Vous avez remarqué le coup de com incroyable du mouvement des gilets jaunes ? Acte 1, Acte 2, Acte 3… truc de dingues, on est accrocs comme à une série Netflix. Épisode par épisode, ils vont nous emmener à la saison 2 et on sera repartis pour un tour, fascinés, les yeux qui piquent, l’envie d’aller se coucher et pourtant toujours scotchés à attendre la suite de la tragicomédie.
Le mouvement s’est imposé comme un produit télévisuel. Nourri d’ailleurs par les chaînes d’info continue qui ont immédiatement décelé le filon : du feu, des larmes, des gentils et des méchants. Des personnages dévoilant, au fil du temps, leurs parts d’ombre et de lumière, leurs actes de bravoure et leurs fragilités. Comme nous. C’est le secret de cette écriture. De son succès. Les héros nous ressemblent. Ils sont faillibles, sentimentaux, bavards, mal élevés, héroïques… Ils s’épanchent, se pavanent, chutent, se blessent… meurent bientôt ? Attendons la prochaine saison.
Rejet, suspicion et tensions
Lors d’une récente intervention publique, Lucas Menget, directeur adjoint de la rédaction de Franceinfo, raconta comment la rédaction, prenant conscience du piège de ce format narratif, a pris la décision de ne plus faire référence à ce décompte (Acte 6, Acte 7…) pour en briser la logique, l’attente consciente ou inconsciente du prochain épisode de violence. Intelligent. Mais ce mode de narration peut servir d’autres causes, d’autres intentions.
La communication des entreprises et des marques a la très la fâcheuse tendance de vouloir inscrire dans le marbre une réalité intangible : vision, valeurs, ADN, brand essence, etc. Comme si l’enjeu du positionnement stratégique nécessitât un ancrage, un totem, superbe, immobile, au milieu des tipis, seule et unique référence de ce que l’on EST (ou plutôt ce que tout le monde doit penser que l’on est). Mais dans le monde tel qu’il va, dans l’urgence économique, sociale, écologique, ça ne marche plus ! Pire, ça crée du rejet, de la suspicion et de sacrées tensions.
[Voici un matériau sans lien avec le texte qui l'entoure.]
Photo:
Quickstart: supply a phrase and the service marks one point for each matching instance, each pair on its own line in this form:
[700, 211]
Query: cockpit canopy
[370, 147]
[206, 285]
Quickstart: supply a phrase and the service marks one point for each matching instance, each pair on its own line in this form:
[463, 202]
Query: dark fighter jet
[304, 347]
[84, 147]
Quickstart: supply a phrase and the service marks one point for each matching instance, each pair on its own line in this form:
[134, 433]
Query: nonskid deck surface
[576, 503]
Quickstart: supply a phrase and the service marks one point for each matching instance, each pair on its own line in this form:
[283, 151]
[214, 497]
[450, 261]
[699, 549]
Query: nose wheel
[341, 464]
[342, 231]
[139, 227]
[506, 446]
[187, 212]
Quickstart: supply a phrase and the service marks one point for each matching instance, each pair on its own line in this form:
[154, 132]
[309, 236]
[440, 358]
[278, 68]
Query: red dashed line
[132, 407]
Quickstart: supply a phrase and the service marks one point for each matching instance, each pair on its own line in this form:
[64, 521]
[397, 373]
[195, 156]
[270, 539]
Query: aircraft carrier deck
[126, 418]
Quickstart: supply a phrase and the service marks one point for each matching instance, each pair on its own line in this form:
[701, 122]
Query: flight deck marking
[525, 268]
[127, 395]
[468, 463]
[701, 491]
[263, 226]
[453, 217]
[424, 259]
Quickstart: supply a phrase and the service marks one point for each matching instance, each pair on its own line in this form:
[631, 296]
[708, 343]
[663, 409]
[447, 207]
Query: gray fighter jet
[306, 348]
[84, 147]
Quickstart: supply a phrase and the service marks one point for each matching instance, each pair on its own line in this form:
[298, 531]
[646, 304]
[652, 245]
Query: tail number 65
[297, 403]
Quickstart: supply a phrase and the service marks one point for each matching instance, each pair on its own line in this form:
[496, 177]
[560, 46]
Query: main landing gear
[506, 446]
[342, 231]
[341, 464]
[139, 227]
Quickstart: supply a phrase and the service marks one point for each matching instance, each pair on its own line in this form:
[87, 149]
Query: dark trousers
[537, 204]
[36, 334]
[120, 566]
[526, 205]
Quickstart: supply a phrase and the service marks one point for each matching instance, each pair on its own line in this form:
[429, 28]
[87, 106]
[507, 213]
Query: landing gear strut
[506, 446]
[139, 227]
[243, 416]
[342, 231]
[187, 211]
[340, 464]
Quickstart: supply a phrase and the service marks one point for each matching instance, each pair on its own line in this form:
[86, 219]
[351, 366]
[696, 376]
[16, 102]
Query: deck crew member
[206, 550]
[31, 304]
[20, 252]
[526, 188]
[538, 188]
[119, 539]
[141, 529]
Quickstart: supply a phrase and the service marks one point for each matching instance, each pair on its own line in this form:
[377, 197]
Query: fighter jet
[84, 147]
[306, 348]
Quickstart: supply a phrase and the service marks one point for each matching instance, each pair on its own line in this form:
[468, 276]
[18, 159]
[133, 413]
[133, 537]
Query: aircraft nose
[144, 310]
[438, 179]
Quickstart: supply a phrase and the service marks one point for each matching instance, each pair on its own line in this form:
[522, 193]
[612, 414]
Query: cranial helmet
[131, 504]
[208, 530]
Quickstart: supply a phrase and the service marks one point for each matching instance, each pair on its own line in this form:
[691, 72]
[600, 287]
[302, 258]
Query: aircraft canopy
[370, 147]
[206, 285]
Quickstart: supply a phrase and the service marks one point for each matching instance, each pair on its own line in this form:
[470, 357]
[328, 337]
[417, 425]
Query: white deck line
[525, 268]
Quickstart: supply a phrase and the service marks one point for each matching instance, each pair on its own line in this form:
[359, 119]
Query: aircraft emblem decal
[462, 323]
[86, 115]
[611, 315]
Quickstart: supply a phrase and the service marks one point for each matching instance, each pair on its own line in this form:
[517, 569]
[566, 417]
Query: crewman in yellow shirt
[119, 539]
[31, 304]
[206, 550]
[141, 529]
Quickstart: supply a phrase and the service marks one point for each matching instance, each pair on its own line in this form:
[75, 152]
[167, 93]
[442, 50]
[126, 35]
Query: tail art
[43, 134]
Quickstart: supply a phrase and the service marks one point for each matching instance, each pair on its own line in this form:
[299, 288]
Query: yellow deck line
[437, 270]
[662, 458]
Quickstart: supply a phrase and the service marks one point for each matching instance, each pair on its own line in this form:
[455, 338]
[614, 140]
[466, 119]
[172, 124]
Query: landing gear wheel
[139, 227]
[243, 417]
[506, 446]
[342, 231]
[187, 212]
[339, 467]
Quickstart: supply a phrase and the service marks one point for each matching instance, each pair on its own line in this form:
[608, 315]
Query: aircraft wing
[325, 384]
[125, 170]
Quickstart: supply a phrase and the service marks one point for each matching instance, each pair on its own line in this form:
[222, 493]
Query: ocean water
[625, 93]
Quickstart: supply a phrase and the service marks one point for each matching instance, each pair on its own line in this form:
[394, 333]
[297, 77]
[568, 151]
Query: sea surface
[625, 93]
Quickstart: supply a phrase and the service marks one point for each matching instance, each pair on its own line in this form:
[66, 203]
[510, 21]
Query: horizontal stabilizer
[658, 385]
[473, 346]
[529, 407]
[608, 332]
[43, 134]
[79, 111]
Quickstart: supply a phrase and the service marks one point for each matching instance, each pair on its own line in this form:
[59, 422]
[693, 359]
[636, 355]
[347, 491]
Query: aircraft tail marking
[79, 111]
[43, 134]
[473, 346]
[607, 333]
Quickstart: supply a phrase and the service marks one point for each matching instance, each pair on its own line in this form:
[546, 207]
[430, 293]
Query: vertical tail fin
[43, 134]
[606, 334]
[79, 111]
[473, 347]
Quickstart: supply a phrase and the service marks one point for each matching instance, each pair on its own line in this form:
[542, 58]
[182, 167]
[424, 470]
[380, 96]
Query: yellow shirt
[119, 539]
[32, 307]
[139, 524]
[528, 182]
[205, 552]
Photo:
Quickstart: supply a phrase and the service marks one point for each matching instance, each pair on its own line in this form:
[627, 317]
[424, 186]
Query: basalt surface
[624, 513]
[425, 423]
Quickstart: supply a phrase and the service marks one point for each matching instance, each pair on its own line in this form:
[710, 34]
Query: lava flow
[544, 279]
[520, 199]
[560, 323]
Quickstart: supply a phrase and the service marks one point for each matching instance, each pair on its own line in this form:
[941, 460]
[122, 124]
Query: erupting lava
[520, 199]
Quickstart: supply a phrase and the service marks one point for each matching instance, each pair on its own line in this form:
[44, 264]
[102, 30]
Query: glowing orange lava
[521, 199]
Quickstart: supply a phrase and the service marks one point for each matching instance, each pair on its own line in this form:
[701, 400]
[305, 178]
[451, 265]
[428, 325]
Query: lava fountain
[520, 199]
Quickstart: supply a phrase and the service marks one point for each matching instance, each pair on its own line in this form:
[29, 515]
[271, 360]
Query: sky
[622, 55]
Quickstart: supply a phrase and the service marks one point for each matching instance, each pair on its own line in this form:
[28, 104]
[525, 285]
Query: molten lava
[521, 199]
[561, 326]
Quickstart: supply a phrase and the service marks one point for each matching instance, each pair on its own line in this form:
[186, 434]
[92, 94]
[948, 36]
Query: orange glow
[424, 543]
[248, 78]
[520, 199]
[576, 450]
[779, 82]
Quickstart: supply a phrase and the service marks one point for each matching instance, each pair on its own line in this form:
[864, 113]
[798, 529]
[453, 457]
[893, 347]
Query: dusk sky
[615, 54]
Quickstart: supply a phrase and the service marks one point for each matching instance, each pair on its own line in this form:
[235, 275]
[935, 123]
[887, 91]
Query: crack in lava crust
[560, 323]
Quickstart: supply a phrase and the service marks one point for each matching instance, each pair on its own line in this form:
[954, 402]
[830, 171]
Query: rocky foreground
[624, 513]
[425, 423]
Pourtant, il y a d’autres approches. Celle du Grand récit [lire Le Petit Manuel du Grand récit publié par Sidièse] raconte l’entreprise ou la marque comme une aventure, une épopée collective qui se nourrit des époques qu’elles traversent, de leurs victoires et de leurs échecs. Dans ces histoires-là se retrouvent des épisodes tels les chapitres d’un roman, les livres des grands mythes qui ont forgé les cultures et les civilisations humaines. Les marques, les entreprises sont comme nos personnages de séries : faillibles, fragiles, courageuses, héroïques. Accessibles en fait. Si le citoyen est de plus en plus sourd aux discours des entreprises, il a peut-être une bonne raison. Leur histoire ne correspond plus à ce besoin de proximité, d’humanité, de ressemblance peut-être.
Les marques ont besoin d’aventure
Alors que le monde, nos sociétés, bougent si bruyamment, que les modèles sociaux et économiques doivent être revisités fissa, que les entreprises elles-mêmes sentent qu’elles doivent changer de logiciel pour entrer dans la course d’une transition complexe et dangereuse (pour leur business), comment ne pas être tenté de raconter l’aventure plutôt que les « statements » éculés dès leur validation ? C’est dur à admettre pour nous, communicants, Avec nos tics de l’éloge, du beau, du bien coiffé, nos habitudes de peaufiner, de graver dans le marbre, notre résignation à gommer, à mettre sous le tapis, à parer tous les coups dans nos Q&A’s semi-autistes, simulant la propreté, l’exemplarité.
Et si dans nos recommandations, nous nous inspirions des séries, où les héros ne sont pas blancs comme neige ? Encourageons les marques, les entreprises à raconter leurs échecs, leurs incohérences, aux côtés de leurs prouesses et leurs convictions. À parler de ce qu’elles ratent, font mal, se reprochent à elles-mêmes. Non, ça ne fait pas rêver mais ça fait tendre l’oreille et… peut-être même que ça fera bouger la marque, l’entreprise, en mieux, en plus bénéfique pour le monde. Osons le saut dans l’imperfection. Au moins, essayons, peu à peu. Pour apprendre.